The Passion of Joan of Arc

I’m watching The Passion of Joan of Arc, durected by Carl Theodor Dreyer. It’s a silent movie from 1928 and obviously all in black and white.

St. Joan is pretty weird lookin in this one. Played by Maria Falconetti (aka Renée Jeanne Falconetti), she’s described as “haunting” in the dust jacket, and I’d have to go with that. Many of her shots are from below, and she has a giant round face. She has very short hair that makes her look like an androgynous man. Her eyes are glazed over with a manic, spacey look that makes her seem like a cult victim. Which I guess arguably she was. They eye-light every shot of her, which gives her eyes a glossy and watery look.

This film has a history – it was heavily censored, and then entirely lost, while the director was still alive. That must have been terrible. He died thinking his movie was gone forever; he tried to cut together another copy made from alternate takes, basically from scraps. Come to think of it, that would be pretty awesome to see also. It could be the lost lost film.

Anyway, recently in 1981 someone found a copy in a closet in a mental institution in Oslo. Uh yeah. The skeptic in me wonders whether this is really the original, since no one alive is around who could tell the diffference.

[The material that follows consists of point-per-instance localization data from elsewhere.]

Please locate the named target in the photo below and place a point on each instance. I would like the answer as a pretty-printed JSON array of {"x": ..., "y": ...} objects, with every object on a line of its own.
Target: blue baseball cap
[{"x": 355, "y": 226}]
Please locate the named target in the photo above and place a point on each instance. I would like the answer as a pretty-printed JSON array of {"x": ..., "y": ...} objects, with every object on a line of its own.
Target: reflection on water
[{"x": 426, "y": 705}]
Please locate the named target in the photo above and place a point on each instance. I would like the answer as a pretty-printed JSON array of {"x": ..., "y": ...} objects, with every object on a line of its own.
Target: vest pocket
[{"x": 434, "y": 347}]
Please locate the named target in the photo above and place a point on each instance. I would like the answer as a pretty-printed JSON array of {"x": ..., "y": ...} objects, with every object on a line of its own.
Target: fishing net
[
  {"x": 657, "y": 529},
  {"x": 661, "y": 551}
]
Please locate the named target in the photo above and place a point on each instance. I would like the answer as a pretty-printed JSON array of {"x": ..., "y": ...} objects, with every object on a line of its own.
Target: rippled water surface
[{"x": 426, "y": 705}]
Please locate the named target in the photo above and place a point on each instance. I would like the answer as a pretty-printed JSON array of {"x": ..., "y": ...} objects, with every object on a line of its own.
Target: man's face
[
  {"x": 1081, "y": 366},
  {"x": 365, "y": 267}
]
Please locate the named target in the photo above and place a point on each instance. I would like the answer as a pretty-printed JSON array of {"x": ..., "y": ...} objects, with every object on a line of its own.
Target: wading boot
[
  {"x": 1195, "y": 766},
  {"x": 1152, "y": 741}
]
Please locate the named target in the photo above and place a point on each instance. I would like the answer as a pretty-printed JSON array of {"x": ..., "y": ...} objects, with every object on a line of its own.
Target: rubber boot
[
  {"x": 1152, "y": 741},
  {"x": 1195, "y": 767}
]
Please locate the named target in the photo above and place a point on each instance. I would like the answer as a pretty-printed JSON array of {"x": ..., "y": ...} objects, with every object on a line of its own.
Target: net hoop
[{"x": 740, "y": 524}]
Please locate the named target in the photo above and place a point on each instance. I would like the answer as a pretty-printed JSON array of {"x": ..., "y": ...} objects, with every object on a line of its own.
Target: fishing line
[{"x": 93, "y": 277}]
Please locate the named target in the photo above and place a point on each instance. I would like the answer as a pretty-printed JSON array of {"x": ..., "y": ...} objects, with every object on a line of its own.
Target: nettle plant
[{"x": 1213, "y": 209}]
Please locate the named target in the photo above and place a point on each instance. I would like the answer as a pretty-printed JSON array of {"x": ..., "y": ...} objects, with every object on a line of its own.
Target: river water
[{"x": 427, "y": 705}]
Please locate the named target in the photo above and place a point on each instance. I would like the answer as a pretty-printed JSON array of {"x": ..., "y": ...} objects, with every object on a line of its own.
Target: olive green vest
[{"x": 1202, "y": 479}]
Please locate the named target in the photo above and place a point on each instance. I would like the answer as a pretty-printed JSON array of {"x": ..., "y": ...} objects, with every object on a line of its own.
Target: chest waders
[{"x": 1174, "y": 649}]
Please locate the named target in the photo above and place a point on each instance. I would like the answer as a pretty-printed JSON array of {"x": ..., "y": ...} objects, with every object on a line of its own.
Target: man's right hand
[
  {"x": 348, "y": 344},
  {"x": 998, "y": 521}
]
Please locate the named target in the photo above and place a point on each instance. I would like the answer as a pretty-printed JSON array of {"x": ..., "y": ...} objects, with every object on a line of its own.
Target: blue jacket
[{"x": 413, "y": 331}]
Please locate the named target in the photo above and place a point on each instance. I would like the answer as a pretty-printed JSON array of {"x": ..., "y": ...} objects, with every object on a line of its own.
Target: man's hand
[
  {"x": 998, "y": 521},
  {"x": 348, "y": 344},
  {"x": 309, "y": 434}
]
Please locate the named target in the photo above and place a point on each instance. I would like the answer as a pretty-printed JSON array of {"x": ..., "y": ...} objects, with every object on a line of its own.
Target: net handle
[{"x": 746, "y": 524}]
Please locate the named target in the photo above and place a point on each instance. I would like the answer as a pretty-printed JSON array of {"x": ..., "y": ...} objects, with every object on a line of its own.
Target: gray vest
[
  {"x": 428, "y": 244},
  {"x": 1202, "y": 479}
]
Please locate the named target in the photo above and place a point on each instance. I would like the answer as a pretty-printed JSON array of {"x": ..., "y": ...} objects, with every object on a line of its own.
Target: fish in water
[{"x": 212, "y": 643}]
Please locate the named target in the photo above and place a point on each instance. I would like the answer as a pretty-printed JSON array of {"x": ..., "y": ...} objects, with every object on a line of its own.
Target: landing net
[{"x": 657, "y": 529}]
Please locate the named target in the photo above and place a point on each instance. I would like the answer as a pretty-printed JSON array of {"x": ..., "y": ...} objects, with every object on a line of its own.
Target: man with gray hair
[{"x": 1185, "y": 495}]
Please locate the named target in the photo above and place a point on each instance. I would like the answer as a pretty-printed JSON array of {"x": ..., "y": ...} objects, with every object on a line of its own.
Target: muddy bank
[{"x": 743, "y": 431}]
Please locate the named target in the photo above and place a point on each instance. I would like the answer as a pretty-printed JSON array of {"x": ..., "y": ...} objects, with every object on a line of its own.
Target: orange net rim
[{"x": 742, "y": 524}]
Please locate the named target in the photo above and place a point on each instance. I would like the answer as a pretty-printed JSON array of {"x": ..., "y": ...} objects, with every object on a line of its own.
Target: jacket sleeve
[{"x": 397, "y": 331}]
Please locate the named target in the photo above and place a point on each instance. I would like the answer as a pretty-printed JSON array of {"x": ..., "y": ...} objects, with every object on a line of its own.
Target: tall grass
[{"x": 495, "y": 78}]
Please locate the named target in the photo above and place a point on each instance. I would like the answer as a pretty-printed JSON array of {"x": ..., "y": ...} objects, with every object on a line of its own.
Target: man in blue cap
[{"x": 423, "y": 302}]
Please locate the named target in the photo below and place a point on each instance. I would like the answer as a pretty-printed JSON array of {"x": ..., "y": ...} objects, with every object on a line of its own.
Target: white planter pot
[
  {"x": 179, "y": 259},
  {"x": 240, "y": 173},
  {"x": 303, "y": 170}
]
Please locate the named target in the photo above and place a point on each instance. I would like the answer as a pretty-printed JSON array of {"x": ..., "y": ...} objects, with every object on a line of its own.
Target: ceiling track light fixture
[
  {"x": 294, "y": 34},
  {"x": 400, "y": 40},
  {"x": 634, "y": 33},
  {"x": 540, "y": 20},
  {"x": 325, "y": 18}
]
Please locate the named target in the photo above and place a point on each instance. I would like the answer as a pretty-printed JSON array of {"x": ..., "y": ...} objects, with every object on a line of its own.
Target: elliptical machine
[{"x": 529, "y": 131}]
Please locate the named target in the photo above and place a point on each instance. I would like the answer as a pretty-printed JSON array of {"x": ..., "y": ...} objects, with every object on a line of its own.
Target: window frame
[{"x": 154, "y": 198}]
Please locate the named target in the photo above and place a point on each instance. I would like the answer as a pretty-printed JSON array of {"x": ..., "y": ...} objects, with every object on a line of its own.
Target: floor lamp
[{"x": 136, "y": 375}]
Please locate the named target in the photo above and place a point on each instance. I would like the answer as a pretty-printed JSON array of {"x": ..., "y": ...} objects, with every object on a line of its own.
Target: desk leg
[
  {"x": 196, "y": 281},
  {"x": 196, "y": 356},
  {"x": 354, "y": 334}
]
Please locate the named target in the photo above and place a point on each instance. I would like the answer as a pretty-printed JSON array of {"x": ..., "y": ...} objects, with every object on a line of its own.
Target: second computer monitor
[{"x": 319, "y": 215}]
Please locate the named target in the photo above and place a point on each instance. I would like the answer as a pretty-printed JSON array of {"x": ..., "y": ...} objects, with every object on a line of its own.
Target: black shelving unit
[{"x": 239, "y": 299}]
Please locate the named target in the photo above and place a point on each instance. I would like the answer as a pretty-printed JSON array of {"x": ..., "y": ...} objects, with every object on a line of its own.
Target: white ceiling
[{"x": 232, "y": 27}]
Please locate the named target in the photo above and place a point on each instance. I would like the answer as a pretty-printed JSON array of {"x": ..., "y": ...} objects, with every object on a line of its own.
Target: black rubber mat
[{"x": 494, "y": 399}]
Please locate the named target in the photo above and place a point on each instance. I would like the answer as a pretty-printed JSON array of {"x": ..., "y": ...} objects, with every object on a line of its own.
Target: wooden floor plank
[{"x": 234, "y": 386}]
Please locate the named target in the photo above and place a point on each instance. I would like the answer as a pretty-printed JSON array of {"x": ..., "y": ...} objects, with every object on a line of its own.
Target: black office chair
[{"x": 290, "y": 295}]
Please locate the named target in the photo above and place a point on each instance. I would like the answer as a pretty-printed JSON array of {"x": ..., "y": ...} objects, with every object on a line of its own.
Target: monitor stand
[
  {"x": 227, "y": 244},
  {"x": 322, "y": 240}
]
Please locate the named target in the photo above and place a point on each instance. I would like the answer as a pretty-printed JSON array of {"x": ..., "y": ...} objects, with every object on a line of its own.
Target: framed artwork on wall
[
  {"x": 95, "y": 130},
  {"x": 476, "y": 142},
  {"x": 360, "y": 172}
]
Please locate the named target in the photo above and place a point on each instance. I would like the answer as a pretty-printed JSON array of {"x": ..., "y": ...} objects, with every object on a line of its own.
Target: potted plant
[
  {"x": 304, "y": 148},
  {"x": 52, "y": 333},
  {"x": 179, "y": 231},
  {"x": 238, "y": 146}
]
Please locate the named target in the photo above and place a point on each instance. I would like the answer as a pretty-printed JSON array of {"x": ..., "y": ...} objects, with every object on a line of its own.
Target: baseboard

One nice thing about this release – it has a soundtrack, which is awesome, since obviously the original was lost. The one that comes with the movie is Richard Einhorn’s 1994 “Voices of Light”. However something that is kind of crazy: there are at least two other “soundtracks” for this movie, including two different versions by electronica groups “The Nursery” and “Ugress.” I’m not sure if they’d fit directly with the movie or not.